遺骨を後飾り祭壇に安置した後に、僧侶に「還骨回向(還骨法要)」の読経をしてもらい、僧侶の指示があれば焼香を行います。仏教では故人の死亡後、七日ごとに法事を行うことになっています。

最初に行われるのが「初七日」です。ですから本来は、故人が亡くなって七日目に行われていたのですが、遠方に住んでいる親族への配慮などから、葬儀・告別式の当日、還骨回向とあわせて行うことが多くなりました。これを「付七日」といいます。付七日でも、初七日と同様に僧侶に読経をしていただき、遺族は焼香を行います。

精進落とし

初七日法要の後には、僧侶や葬儀を手伝ってくれた世話役、近所の人たちの労をねぎらうために会食の場を設けます。一般に「精進落とし」と呼ばれる会食です。本来の意味からすると、精進落としは四十九日の忌明けに行われるべきものですが、現在では葬儀当日、付七日法要の後で行われるのが一般的です。

精進落としでは、料理とともにお酒やビールがふるまわれます。喪主や遺族は参列者ひとりひとりの席をまわり、飲める人であればお酌をし、お礼を述べ、労をねぎらいましょう。僧侶が精進落としの席に着かずに辞すような場合には、通夜ぶるまいのときと同じように「御車代」とは別に「御膳料」を包みます。

喪主のあいさつと僧侶へのお礼

精進落としの席では、会食を始める前に喪主があいさつをします。葬儀が無事に終わったことへの感謝、お世話になった人々へのお礼の気持ちを伝え、ゆっくりとくつろいでもらいます。

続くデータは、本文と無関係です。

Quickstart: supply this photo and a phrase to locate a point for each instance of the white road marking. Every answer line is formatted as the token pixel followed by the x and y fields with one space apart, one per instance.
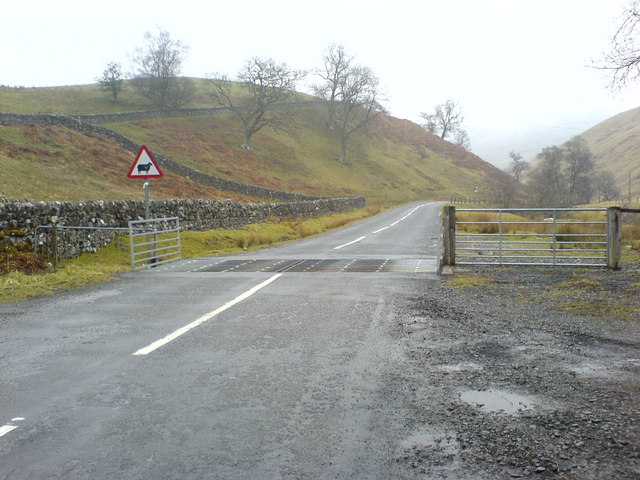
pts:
pixel 351 243
pixel 8 428
pixel 181 331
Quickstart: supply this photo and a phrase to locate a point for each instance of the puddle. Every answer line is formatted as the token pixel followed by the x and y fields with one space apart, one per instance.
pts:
pixel 494 401
pixel 461 367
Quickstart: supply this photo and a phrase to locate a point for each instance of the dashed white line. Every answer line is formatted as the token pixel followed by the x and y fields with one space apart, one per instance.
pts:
pixel 351 243
pixel 181 331
pixel 9 427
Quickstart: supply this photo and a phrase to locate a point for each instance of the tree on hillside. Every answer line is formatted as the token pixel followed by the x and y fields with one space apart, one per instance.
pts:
pixel 605 186
pixel 445 121
pixel 334 72
pixel 579 165
pixel 259 95
pixel 157 67
pixel 517 165
pixel 562 175
pixel 623 60
pixel 462 139
pixel 111 80
pixel 351 93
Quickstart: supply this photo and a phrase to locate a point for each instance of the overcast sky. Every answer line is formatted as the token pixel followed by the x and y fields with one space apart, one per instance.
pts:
pixel 518 68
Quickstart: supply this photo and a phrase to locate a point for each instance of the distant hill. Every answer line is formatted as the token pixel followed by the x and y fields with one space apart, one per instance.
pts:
pixel 615 144
pixel 394 162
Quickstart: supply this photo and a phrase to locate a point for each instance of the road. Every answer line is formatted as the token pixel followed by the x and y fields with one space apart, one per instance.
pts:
pixel 272 364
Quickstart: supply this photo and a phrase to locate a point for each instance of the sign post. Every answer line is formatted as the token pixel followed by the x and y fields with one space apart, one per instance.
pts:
pixel 145 166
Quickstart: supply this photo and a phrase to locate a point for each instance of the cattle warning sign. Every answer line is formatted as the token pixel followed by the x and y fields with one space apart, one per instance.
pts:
pixel 145 166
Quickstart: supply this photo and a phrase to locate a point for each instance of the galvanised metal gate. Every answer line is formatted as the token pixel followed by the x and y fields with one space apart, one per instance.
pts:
pixel 154 242
pixel 537 236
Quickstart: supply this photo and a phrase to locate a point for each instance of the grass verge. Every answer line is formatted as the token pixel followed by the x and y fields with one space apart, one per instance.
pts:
pixel 105 264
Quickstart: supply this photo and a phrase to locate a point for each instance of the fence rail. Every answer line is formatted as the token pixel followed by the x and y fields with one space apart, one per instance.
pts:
pixel 534 236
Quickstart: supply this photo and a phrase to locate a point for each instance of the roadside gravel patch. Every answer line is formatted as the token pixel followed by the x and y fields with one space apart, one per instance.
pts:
pixel 510 375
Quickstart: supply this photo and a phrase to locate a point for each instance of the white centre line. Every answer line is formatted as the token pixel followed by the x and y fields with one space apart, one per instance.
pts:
pixel 8 428
pixel 181 331
pixel 351 243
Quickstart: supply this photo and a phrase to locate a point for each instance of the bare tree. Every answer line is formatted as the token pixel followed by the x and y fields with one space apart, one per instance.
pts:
pixel 579 164
pixel 111 80
pixel 337 65
pixel 358 105
pixel 351 93
pixel 605 186
pixel 562 175
pixel 623 60
pixel 517 166
pixel 265 87
pixel 446 120
pixel 462 139
pixel 157 68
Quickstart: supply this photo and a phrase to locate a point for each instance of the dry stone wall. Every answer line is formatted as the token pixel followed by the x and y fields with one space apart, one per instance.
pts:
pixel 19 221
pixel 75 123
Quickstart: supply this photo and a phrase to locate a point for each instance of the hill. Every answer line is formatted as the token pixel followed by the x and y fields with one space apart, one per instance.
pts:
pixel 615 144
pixel 395 161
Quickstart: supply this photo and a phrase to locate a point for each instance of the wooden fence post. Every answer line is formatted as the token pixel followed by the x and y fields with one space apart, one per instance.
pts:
pixel 449 235
pixel 614 237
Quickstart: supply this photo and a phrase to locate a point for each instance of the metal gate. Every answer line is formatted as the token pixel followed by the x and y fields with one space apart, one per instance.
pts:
pixel 154 242
pixel 538 236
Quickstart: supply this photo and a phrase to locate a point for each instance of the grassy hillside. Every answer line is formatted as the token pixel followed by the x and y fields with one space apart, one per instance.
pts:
pixel 615 144
pixel 395 161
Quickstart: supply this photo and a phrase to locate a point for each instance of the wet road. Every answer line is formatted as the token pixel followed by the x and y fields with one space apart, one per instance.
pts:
pixel 275 364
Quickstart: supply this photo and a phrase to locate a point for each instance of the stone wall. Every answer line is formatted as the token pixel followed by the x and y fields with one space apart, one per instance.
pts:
pixel 164 162
pixel 19 221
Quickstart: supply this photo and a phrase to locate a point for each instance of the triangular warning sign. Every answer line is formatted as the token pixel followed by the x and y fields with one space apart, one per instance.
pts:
pixel 144 166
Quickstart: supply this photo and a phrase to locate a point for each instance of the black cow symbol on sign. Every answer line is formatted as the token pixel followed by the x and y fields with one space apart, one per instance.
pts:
pixel 144 167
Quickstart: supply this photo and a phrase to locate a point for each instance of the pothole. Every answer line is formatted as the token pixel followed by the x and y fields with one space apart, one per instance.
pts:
pixel 495 401
pixel 461 367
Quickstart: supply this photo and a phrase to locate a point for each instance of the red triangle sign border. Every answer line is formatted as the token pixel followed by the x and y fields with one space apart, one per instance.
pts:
pixel 142 170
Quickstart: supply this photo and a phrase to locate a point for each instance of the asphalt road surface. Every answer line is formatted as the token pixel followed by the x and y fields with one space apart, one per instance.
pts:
pixel 272 364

喪主のあいさつの後、会食開始の合図に「献杯」を行う場合があります。くれぐれも「乾杯」と間違わないように注意しましょう。
最近では精進落としが終わったあとに僧侶への謝礼を渡すことが増えています。

僧侶への謝礼を「読経料」や「成払抖」などということもありよすが、近年は「お布施」と呼ぶことが多いようです。死亡直後の枕経から、通夜、葬儀・告別式、納めの式、還骨回向まで、すべての儀式に対する謝礼をまとめて「お布施」として渡します。奉書紙か半紙で現金を包み、表書きは「お布施」とします。水引のかかった金包みなどは絶対に使用しません。

問題は金額です。寺の格式や葬儀の規模によって常識的な金額があるのですが、初めての葬儀ではわからないことのほうが多いはず。そのような場合には、まず、葬儀社に相談してみるといいでしょう。また、寺院によっては尋ねれば金額を提示してくれるところもありますし、もともとお布施に規定を設けているところもあります。

なお、僧侶への謝礼は、葬儀の翌日に喪主がお寺に出向き、あらためてお礼を述べてから渡したほうが、より丁寧かもしれません。